Collecting & Organizing Data

  • You  can  recognize  the  type  of  data  format  a  file  is  by  its  filename  extension.
  • When  creating  data,  choose  a  format  that  is:
    • Self-describing,  i.e.,  contains  embedded  metadata  that  help  interpret  the  context  and  structure  of  the  data  file.
    • Lossless, it  retains  data  in  its  original  state  or  contains  as  much  of  the  original  information  as  possible.
    • Non‐proprietary and  compatible  with  different  versions  of  software.
    • Open  standard,  and  has  specifications  that  are  well  documented  and  accessible  to  the  public.
    • Common  or  has  widespread  use
  • Choose  a  file  name  that  is  concise and  meaningful.
  • Consider  including  dates:  yyyy‐mm‐dd.  When  referring  to  year  only,
    always  use  four  digits.
  • Terms  separated with  a  dash  ( ‐ ).
  • Avoid  punctuation.
  • Be  consistent in  using  file  structures:  on  all  of  your  computers,  in
    your  Dropbox,  and  in  your  Google  Docs.
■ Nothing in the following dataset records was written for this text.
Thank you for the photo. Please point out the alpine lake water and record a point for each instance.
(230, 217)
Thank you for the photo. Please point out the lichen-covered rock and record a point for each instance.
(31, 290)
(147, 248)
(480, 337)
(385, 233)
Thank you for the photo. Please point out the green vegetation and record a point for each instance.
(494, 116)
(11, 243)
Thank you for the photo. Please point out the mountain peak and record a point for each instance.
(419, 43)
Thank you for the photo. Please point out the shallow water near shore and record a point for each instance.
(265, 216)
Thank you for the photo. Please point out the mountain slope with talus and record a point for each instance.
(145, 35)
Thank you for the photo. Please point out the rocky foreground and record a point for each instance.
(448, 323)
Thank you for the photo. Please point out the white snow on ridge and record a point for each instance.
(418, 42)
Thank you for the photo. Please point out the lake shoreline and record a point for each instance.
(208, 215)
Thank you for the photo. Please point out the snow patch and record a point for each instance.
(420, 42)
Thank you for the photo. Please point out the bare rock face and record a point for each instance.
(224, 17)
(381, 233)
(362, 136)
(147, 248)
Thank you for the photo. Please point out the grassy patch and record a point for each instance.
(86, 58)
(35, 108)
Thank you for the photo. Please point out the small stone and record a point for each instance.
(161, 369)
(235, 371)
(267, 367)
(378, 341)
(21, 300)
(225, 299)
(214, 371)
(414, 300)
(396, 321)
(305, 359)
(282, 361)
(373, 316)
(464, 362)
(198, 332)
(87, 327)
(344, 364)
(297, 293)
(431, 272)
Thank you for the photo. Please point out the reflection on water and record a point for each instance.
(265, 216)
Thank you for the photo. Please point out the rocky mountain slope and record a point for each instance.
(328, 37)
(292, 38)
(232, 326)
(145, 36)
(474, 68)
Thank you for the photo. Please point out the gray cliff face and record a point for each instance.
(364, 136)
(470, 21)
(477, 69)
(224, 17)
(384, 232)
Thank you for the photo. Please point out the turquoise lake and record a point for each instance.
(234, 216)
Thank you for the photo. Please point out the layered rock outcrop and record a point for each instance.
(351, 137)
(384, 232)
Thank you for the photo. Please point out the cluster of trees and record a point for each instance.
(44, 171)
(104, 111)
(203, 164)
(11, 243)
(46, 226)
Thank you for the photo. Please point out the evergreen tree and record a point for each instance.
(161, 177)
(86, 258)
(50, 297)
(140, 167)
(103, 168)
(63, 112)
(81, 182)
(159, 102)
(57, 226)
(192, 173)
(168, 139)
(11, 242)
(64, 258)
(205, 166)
  • Example:  Species_Site_Date_FileType.FileExtension
    might  be  the base  structure,  and  files  might  be:
    • Eaffinis_nanaimo_20100901_FieldCounts.xls
    • Eaffinis_nanaimo_20100901_ANOVAcode.R
    • Eaffinish_nanaimo_20100901_adult232.tiff
  • Keeping  track  of  changes  or  revisions  of  data  files  is  referred  to  as
    version  control.
  • Consistent  file  names e.g. 2010‐03‐05  Female  Health  Survey  Results;  2011‐04‐15  Female  Health  Survey  Results,  etc  where  results  are  collated annually.
  • File  hierarchy refers  to  the  number  of  levels  or  sub‐folders  in  the directory
  • Folder direction determines how  folders  are  ordered  e.g.  Results  >  2012  or 2012  >  Results.
  • Ambiguous naming or overlapping  categories, especially  at  the  top‐level, can  cause  confusion.